William terkekeh. "Karena kita belum mengetahui jenis kelamin buah hati kita. Rasanya lebih baik aku menyiapkan dua kamar saja. Lagi pula, aku rasa nantinya kamar yang tidak terpakai, pada akhirnya akan terpakai juga. Atau bisa jadi sekarang kau hamil anak kembar," ucap William mengusap perut Rachel yang memang sudah menunjukan tanda-tanda kehamilan.

Rachel pun pada akhirnya bangkit dan beranjak untuk melihat-lihat. Ternyata bukan hanya kamar tidur dan mainan, William juga menyiapkan pakaian-pakaian untuk calon anak mereka. Tentu saja Rachel merasa jika ini terlalu awal. Kehamilan Rachel bahkan baru memasuki usia empat bulan. Masih terlalu awal untuk menyiapkan semua ini. Namun, dada Rachel dipenuhi oleh rasa hangat yang hampir membuat hatinya meleleh.

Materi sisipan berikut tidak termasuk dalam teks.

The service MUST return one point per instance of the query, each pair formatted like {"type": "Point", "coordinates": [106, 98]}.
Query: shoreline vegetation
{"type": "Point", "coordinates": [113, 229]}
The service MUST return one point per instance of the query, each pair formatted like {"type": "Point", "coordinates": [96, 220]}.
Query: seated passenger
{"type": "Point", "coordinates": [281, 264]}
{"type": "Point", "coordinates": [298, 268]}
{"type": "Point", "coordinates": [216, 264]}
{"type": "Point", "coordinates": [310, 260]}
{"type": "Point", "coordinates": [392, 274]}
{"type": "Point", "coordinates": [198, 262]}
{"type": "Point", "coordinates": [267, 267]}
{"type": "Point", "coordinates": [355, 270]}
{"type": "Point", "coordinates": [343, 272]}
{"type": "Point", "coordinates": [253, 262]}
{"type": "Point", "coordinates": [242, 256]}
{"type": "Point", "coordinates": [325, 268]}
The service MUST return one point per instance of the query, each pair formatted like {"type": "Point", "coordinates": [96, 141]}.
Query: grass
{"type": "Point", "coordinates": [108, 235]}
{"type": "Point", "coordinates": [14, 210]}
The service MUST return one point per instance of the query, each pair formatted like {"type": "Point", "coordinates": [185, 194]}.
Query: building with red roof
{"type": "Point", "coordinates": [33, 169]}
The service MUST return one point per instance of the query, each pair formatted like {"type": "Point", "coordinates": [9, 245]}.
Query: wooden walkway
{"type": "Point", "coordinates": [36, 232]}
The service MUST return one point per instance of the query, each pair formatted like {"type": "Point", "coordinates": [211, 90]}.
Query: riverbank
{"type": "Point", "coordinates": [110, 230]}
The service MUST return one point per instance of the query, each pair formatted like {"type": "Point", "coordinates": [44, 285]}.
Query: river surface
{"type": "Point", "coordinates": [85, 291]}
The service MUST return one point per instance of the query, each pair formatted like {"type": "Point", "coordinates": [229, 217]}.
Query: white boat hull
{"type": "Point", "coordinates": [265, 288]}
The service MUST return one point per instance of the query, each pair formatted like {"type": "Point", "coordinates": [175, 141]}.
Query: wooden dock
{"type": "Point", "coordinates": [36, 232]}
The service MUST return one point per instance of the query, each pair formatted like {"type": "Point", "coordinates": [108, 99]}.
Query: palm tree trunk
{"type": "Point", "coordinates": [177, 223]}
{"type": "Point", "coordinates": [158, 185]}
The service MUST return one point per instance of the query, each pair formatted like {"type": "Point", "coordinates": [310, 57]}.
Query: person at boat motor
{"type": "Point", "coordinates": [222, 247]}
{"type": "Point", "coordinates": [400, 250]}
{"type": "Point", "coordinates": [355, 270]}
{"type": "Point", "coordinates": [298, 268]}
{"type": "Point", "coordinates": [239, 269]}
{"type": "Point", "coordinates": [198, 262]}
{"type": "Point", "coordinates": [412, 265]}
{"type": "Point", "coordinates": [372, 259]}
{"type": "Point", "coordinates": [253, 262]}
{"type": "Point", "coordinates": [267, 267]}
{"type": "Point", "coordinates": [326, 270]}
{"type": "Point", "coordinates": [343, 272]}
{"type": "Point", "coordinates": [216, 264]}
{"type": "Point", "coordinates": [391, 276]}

Rachel merasakan ketulusan William dalam segala hal yang sudah ia persiapkan. Hal yang membuat Rachel mau tidak mau, merasa yakin jika keputusannya untuk tetap di sisi William adalah hal yang tepat. Karena tempat ini memanglah untuknya. Ia di sini bukan untuk menggantikan posisi orang lain, tetapi untuk menjadi dirinya sendiri.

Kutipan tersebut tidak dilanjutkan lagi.